- Court: United States Court of Appeals for the Second Circuit
- Full case name: Emile Powe, et al v. Leland Miles, et al
- Argued: November 14, 1968
- Decided: December 23, 1968
- Citations: 407 F.2d 73; 32 A.L.R.3d 846

Court membership
- Judges sitting: Harold Medina, Henry Friendly, John Joseph Smith

Case opinions
- Majority: Friendly, joined by a unanimous court

Laws applied
- Civil Rights Act of 1964

= Powe v. Miles =

American legal case

Powe v. Miles, 407 F.2d 73 (2d Cir. 1968), reversed a lower court decision, United States District Court for the Western District of New York, F.R.Civ. P. 65(a) (2), on an appeal of the court's decision that the District Court did not have jurisdiction on the case as Alfred University (Miles was President of the university), the defendant, was a private institution.

The court ruled that though Alfred University was a private institution, the College of Ceramics within the university was a public institution due to its state funding and governorship hence the court did have jurisdiction to hear the case of those plaintiffs who were students of the College of Ceramics. Those students from other parts of Alfred University were not within the court's jurisdiction as Alfred University did not meet the court's criteria for being a public institution.

==Facts==
During the annual Parents Day celebration at Alfred University on May 11, 1968, a group of students and faculty staged a demonstration during the part of the ceremony in which participated the ROTC unit. The purpose of the demonstration was to advocate scholarships for black students, add the teaching of Afro-American history to the curriculum, end compulsory ROTC at the university, and advocate an end to the Vietnam War which was then in progress. The demonstration was non-violent though the signs of the demonstrators did block the view of some people attending the ceremony. The demonstrators positioned themselves such that during the ROTC ceremony which included dignitaries presenting awards to members of the ROTC unit, the dignitaries must walk from the reviewing stand through the line of demonstrators to the ROTC recipients arrayed on the review field.

The Dean of Students requested the demonstrators to move citing the demonstration did not meet the university's policy on demonstrations as the demonstration was obstructing the ceremony and prior notice of the demonstration had not been provided to university officials. Some of the demonstrators moved to the side of the field sitting down while still holding their signs. The remainder stayed firm in their positions. The Dean of Students then announced the remaining students were suspended and would be provided a hearing as to whether they should be expelled from the university the next day. The ROTC ceremony was conducted despite the demonstration and after the ceremony completed, the demonstrators left the field of their own accord.

The next day, the faculty-staff board reviewing the suspension adjourned without a decision until the students could be represented by counsel. After re-convening, the board recommended to President Miles of the university that the students "be separated forthwith from the University." The President instead suspended the students for the remainder of the current semester and the next semester with leave to apply for readmission in the following year.

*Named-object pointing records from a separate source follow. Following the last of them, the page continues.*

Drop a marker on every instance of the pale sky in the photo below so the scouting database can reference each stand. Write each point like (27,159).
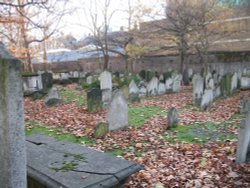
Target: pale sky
(76,23)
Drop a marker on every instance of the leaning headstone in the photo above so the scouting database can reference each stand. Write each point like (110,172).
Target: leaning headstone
(152,87)
(94,99)
(207,99)
(242,153)
(106,96)
(47,80)
(101,129)
(169,85)
(106,80)
(234,82)
(198,88)
(53,97)
(244,105)
(161,89)
(133,87)
(118,112)
(185,77)
(172,118)
(245,83)
(89,79)
(12,139)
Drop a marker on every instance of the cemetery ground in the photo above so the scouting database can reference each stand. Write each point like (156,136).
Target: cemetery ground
(199,152)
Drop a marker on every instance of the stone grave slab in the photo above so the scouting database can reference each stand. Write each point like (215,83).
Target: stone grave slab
(47,160)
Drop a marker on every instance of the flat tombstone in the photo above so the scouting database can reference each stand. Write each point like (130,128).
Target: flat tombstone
(172,118)
(243,140)
(106,80)
(118,112)
(12,138)
(94,99)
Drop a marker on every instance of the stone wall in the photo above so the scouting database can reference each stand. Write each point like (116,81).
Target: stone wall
(158,63)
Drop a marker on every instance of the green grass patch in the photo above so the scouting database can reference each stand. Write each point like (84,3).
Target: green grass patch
(70,96)
(198,133)
(38,128)
(139,114)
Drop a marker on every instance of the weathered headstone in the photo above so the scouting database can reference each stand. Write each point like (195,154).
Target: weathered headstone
(242,153)
(207,99)
(185,77)
(94,100)
(245,83)
(106,80)
(118,112)
(101,129)
(53,97)
(12,138)
(89,79)
(172,118)
(133,88)
(234,82)
(244,105)
(152,87)
(198,88)
(106,96)
(169,84)
(47,80)
(161,89)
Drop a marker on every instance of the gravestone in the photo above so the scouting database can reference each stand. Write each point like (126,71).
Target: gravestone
(101,129)
(207,99)
(106,96)
(118,112)
(161,89)
(47,80)
(176,83)
(234,82)
(89,79)
(243,150)
(172,118)
(133,88)
(169,85)
(198,88)
(12,139)
(245,83)
(152,87)
(94,100)
(53,98)
(185,77)
(106,80)
(244,105)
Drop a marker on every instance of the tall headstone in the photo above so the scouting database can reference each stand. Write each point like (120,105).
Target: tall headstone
(243,140)
(105,80)
(152,87)
(12,138)
(118,112)
(94,99)
(207,99)
(198,88)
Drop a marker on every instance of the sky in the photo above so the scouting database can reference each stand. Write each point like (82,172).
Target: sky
(77,22)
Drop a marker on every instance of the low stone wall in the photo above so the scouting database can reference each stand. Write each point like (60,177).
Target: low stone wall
(160,64)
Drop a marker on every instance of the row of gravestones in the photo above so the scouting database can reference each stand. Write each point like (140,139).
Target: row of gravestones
(213,86)
(155,86)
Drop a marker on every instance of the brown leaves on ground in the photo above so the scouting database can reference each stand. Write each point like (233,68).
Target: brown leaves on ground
(165,164)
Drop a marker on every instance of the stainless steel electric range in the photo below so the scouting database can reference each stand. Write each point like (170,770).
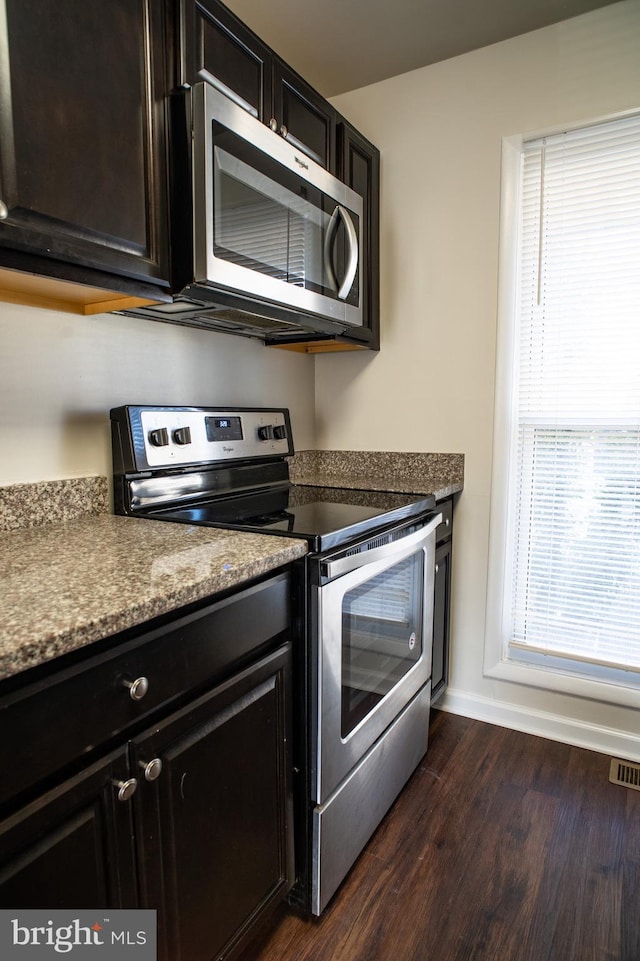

The students were allowed to take final examinations off campus and receive credit for their coursework.

The students sued alleging violation of the Civil Rights Act, 42 U.S.C., asking the court to provide temporary and final injunctions compelling the university to reinstate them immediately without any penalties, a judgment declaring the university's Policy on Demonstrations to be void, and damages. The students were from two different parts of the university, some were liberal arts students and some were students of the College of Ceramics.

==Issue==
Did the court have jurisdiction to hear the case and if so, were the students' civil rights, specifically the right to freedom of expression, violated?

==Answer==
The court did have jurisdiction to hear the case for the students of the College of Ceramics, a state funded part of the university, but not for the liberal arts students as the university as a whole had insufficient state sponsorship or governance. The court then decided the students' civil rights were not violated.

The court determined the students' civil rights were not violated as (1) they had not adhered to the university demonstration policy by giving prior notice yet prior planning was obvious and such notice could have been given (2) the students who moved, though still demonstrating, were not punished by the university as they were no longer obstructing the ceremony.

==Reasoning of the Court==
The court specified three reasons why it had jurisdiction to hear the case: (1) the College of Ceramics was almost totally state funded by the State of New York, (2) the state owned the land and building of the College of Ceramics, and (3) the state was involved in the governance of the College of Ceramics. None of these applied to Alfred University as a whole.